I’ve been trying to figure this out myself. The best I can come up with is that Meta wants to increase their user base as fast as possible and this is one way of doing it.
Another thought I had is that they could be thinking of getting Twitter to add ActivityPub, and then federating with Twitter. Meta could then claim all users can use their platform.
The only reasonable explanation is to destroy it and eliminate future competition. Zuckerberg himself said it’s better to buy a company than compete with it. He can’t buy the Fediverse because it’s FOSS and community driven, but it’s vulnerable to “embrace, extent, extinguish”. There’s nothing built in to keep that from happening.
I think Zuck looked at the hosting bills and thought: “How do I get the suckers to host their own data while allowing me to control and harvest it?”

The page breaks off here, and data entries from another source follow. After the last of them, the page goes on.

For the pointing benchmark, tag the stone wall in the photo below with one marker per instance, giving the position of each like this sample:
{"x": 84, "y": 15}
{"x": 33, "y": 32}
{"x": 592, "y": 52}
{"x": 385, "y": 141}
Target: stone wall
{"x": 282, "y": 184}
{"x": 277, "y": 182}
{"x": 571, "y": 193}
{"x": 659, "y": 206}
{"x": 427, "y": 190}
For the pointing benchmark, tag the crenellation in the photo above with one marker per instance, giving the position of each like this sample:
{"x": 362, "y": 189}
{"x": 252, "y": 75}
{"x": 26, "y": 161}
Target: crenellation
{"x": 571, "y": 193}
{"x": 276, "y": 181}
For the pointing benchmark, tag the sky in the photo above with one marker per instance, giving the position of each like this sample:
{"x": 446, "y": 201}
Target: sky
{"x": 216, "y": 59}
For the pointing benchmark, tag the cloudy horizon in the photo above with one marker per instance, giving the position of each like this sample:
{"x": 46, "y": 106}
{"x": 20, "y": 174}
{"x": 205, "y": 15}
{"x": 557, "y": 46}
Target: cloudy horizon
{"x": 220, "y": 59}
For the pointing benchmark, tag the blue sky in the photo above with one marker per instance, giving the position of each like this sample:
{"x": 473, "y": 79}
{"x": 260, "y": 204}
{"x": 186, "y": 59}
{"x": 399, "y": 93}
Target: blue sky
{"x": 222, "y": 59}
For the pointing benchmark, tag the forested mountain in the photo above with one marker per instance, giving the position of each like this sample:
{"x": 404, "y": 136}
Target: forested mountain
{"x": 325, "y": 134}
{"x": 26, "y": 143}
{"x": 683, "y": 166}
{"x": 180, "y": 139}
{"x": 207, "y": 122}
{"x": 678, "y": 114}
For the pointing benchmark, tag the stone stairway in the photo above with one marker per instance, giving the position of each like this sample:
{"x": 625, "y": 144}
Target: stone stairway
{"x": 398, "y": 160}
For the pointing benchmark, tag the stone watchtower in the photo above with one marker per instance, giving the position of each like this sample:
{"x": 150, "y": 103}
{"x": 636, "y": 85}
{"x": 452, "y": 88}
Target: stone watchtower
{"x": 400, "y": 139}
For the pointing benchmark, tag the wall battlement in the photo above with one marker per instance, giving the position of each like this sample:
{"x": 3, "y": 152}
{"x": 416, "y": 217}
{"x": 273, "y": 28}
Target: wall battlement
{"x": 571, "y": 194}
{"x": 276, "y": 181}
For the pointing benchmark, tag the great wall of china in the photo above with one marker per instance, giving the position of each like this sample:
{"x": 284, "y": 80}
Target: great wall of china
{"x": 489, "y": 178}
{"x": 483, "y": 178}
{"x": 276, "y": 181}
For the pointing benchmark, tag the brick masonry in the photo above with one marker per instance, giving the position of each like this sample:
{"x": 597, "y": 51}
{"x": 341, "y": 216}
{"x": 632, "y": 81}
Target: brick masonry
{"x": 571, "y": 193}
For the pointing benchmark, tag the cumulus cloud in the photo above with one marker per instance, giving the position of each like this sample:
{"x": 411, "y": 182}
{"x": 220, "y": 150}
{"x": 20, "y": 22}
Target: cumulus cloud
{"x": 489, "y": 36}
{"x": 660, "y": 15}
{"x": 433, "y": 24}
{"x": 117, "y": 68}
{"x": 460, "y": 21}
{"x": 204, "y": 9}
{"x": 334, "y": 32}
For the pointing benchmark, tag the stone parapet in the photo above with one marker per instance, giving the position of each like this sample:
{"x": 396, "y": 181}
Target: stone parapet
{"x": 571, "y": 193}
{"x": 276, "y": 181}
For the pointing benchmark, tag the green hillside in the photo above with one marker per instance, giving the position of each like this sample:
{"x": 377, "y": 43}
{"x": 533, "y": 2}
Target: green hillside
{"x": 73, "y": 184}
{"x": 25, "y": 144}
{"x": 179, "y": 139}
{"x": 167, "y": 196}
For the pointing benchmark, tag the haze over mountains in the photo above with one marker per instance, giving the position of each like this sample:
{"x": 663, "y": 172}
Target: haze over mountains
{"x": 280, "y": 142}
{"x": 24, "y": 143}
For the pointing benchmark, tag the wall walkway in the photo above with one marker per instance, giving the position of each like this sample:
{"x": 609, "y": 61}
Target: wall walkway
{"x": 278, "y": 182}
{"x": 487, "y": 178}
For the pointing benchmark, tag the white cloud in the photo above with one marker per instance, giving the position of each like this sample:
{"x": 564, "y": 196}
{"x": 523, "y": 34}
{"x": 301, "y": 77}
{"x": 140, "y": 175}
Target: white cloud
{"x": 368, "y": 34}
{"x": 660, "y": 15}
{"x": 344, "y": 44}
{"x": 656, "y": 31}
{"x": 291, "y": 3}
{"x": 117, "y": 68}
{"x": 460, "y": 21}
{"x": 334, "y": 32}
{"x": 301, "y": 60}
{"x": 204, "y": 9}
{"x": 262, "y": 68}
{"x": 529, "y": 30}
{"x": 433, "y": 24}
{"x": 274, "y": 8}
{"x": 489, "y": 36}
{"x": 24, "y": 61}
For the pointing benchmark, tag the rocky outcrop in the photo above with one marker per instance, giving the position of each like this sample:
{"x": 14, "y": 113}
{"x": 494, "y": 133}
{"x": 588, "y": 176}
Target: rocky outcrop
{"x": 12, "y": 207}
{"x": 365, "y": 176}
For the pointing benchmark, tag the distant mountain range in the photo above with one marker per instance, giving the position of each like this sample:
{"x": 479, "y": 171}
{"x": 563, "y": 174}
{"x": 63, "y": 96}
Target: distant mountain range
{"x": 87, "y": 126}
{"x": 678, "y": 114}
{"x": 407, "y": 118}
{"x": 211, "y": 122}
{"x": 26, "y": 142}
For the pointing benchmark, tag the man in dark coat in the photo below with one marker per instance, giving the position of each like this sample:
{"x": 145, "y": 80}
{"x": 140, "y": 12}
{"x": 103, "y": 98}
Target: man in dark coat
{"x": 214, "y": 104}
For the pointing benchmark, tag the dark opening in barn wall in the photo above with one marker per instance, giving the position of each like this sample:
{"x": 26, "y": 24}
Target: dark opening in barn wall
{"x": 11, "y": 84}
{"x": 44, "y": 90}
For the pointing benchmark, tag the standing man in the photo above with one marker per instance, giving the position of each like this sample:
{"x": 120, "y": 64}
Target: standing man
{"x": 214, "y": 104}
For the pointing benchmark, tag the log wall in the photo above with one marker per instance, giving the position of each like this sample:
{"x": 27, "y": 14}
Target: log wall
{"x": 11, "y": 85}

Microsoft pioneered (or maybe popularized, not sure) embrace, extend, extinguish. I’m sure this is a version of that.
The same thing cancer always does: To spread and ruin.
*metastasize
Zing!
There are lots of potential reason that vary from terrible to neutral. I can’t imagine what’s going on in Zuck’s brain, thankfully, so I don’t know if this is terrifying, or just a way to follow my racist aunt on Mastodon. Either way I don’t exactly trust Facebook though, so I’d rather err on the side of caution and just defederate for now and see how it turns out.
Free data.
I think it’s all about moderation and content management.
Before Musk, the greatest challenge facing Twitter was content moderation. There’s all this legal but annoying content you do not want to host, but if you block people from your platform you’re suddenly limiting free speech and there’s an outrage and suddenly you’re in even deeper shit.

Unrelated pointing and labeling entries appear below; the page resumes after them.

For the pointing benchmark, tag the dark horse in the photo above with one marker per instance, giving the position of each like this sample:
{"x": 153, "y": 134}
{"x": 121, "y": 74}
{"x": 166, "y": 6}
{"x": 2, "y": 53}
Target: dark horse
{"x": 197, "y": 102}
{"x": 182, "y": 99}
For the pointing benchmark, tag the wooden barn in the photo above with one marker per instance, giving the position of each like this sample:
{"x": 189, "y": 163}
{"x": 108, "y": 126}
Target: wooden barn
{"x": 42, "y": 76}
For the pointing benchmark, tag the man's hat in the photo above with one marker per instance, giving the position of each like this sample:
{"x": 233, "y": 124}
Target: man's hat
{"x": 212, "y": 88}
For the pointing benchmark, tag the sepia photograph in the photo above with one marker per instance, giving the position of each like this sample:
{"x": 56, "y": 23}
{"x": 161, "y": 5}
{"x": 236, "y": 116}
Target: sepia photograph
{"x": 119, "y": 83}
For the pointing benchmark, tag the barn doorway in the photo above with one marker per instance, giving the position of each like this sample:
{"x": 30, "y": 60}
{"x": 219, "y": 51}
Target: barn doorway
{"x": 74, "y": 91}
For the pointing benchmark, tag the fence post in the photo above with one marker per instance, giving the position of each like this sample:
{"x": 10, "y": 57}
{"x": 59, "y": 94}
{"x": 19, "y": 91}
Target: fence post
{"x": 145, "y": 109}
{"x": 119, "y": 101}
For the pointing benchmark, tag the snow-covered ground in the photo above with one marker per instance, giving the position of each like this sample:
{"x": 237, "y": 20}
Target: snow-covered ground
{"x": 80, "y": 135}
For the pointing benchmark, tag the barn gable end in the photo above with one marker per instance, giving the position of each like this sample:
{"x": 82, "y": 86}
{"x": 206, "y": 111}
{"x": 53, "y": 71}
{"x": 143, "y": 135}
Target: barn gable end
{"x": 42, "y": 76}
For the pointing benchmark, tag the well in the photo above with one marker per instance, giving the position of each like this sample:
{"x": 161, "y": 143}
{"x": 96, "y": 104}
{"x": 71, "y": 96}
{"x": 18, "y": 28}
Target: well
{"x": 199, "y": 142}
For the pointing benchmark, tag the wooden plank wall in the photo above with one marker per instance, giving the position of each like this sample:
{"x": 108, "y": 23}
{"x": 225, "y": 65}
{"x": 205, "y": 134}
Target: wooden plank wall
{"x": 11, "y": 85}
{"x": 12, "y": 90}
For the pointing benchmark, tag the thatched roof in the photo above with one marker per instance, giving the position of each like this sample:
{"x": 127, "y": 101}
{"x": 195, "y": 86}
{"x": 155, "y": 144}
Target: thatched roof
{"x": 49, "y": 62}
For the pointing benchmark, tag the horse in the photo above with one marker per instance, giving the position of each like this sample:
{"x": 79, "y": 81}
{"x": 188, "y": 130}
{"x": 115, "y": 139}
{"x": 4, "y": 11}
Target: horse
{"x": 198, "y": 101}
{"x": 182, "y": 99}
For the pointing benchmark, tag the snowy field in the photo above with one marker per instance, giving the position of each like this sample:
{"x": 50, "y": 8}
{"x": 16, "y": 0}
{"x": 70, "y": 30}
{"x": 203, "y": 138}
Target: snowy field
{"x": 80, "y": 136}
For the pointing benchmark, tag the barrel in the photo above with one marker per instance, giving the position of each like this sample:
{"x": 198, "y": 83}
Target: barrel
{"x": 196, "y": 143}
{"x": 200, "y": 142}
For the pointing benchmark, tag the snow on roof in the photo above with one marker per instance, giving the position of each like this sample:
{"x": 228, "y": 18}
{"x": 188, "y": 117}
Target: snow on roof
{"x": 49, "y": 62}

The fediverse solves this very elegantly - throwing you off my platform is not the same as cutting you off from the public sphere the platform is part of. So Meta can be stricter in their content management than Twitter was, and possibly avoid the free speech critiques that Twitter faced.
It’s already kind of visible in how the Threads developers are emphasising how they’re trying to make Threads a “friendlier” space than Twitter.
Federation is the future of social media.
I know it, you know it, the original Twitter team knows it, and Meta knows it too.
Over time I think this will become increasingly clear to everyone, and as a new social network pops up every couple of months and social media becomes more fragmented, it will only become more important that people are able to communicate with each other across networks. Even the average normie out there who hasn’t joined the Fediverse yet because they think it’s “too complicated” or “don’t want to join something with servers”, is starting to look at services like BlueSky, Threads and Tumblr (which have all made some level of commitment to federation) and slowly beginning to understand the value of being able to follow people on completely different networks. And the more social networks that exist, the more valuable federation becomes.
I guess what I’m getting at is that Meta and BlueSky know that social media fragmentation and federation are not only on the horizon, but here today. Meta, Twitter and TikTok would be perfectly happy to have things continue as is, with them being the center of the centralized social media universe. But the biggest collective fear of every big tech company is sleeping on paradigm shifts caused by new, disruptive technology (like ActivityPub), and thus being dethroned by some new players.
I’d argue that the fact that Meta, one of the biggest and most powerful tech companies in the world, is now planning on adopting ActivityPub is a sign that the Fediverse is winning.
It’s kind of like the old days when we had AOL amd MSN, and initially the people didn’t realize that they were in containers and then they got a browser and the whole internet was sitting out there.
They don’t have to own the fediverse, they can just charge for access to it. People who are happy with a superficial view, will pay with their data to have a window.